[Go-essp-tech] Checksums on data nodes
martin.juckes at stfc.ac.uk
martin.juckes at stfc.ac.uk
Fri Jul 8 10:35:06 MDT 2011
Hi,
I also have a number of files which are larger than the advertised size in the catalogue -- probably as a result of using wget -c to restart broken transfers. I guess I'll end up copying these again.
Cheers,
Martin
> >-----Original Message-----
> >From: Estanislao Gonzalez [mailto:gonzalez at dkrz.de]
> >Sent: 08 July 2011 11:36
> >To: Juckes, Martin (STFC,RAL,RALSP)
> >Cc: jamie.kettleborough at metoffice.gov.uk; gavin at llnl.gov; go-essp-
> >tech at ucar.edu
> >Subject: Re: [Go-essp-tech] Checksums on data nodes
> >
> >Hi,
> >
> >indeed this might not be entirely the case here but anyway:
> >While moving the cmip3 Archive from PCMDI (~35T, +74000 Files) I got
> >about ten corrupted files (same size). I got them via gridFTP but
> >using
> >the normal mode, without any parallelization since that wasn't working
> >in our case. The procedure broke a couple of times and I always rolled
> >~1k back before continuing in case the last blocks got scrambled up.
> >I've successfully tested this a lot of times and I'm sure it hasn't
> >caused the file corruption (in which case the size would have been
> >different anyway). So the error rate I've seen was >%0.02.
> >
> >The point here is that there is no real way we can guarantee with 100%
> >certainty that all files are the same unless we calculate a checksum.
> >And a bit difference (literally a _bit_ :-) will be almost impossible
> >to
> >spot and will become visible probably only when performing max and min
> >computations.
> >
> >Bottom line, it did happen so it will happen again. As archive we must
> >be sure we have the right files, for example, before moving them to
> >tape... a corrupt file now means a redownload; a corrupt file in 3~5
> >years, means the file got lost.
> >
> >My 2c,
> >Estani
> >
> >Am 08.07.2011 10:02, schrieb martin.juckes at stfc.ac.uk:
> >> Hi Jamie,
> >>
> >> I have been checking file size before checking the checksum -- but
> >I'm afraid I don't have statistics on failure rates.
> >>
> >> I believe that Alan Iwi has had experience (on another project) of
> >corrupted files showing up with the correct size. This may have been
> >associated with a parallel FTP client and so not directly relevant to
> >wget transfers, so I think it is best to be cautious.
> >>
> >> I have data from CNRM which I transferred before they started
> >publishing checksums -- I need to go through that now and will let you
> >know the results,
> >>
> >> Cheers,
> >> Martin
> >>
> >>>> -----Original Message-----
> >>>> From: Kettleborough, Jamie
> >>>> [mailto:jamie.kettleborough at metoffice.gov.uk]
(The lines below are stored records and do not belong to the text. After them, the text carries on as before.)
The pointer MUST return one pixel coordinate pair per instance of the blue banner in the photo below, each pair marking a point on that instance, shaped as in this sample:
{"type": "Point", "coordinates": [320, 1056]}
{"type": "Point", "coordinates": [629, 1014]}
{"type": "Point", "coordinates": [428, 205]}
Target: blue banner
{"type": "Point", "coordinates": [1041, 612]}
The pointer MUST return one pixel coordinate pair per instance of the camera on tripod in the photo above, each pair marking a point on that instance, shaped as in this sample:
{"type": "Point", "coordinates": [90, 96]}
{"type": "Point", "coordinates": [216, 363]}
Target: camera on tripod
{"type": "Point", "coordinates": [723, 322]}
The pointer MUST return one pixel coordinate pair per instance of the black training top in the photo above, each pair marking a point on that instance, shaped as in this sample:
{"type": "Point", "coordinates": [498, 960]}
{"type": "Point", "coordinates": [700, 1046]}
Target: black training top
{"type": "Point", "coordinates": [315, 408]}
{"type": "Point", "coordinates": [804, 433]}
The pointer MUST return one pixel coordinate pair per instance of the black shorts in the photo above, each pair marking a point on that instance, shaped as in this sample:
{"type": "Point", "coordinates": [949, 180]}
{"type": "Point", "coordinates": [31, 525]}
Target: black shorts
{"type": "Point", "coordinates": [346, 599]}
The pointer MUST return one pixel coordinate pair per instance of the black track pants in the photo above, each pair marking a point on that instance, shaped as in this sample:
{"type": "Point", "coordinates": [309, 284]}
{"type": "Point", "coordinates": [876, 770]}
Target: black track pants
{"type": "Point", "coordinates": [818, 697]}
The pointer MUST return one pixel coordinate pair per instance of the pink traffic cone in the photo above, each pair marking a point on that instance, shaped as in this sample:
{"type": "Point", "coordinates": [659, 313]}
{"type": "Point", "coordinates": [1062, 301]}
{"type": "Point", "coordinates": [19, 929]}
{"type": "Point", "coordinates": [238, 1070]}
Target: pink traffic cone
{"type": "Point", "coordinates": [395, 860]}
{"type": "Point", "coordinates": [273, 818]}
> >>>> Sent: 07 July 2011 14:54
> >>>> To: Juckes, Martin (STFC,RAL,RALSP); gavin at llnl.gov
> >>>> Cc: go-essp-tech at ucar.edu; Kettleborough, Jamie
> >>>> Subject: RE: Checksums on data nodes
> >>>>
> >>>> Hello Martin,
> >>>>
> >>>> As you have been pulling data back from different nodes how often
> >has
> >>>> the checksum picked up a corrupt transfer? How often could this
> >>>> corruption have been spotted by just checking the file size?
> >>>>
> >>>> Thanks,
> >>>>
> >>>> Jamie
> >>>>
> >>>>> -----Original Message-----
> >>>>> From: martin.juckes at stfc.ac.uk [mailto:martin.juckes at stfc.ac.uk]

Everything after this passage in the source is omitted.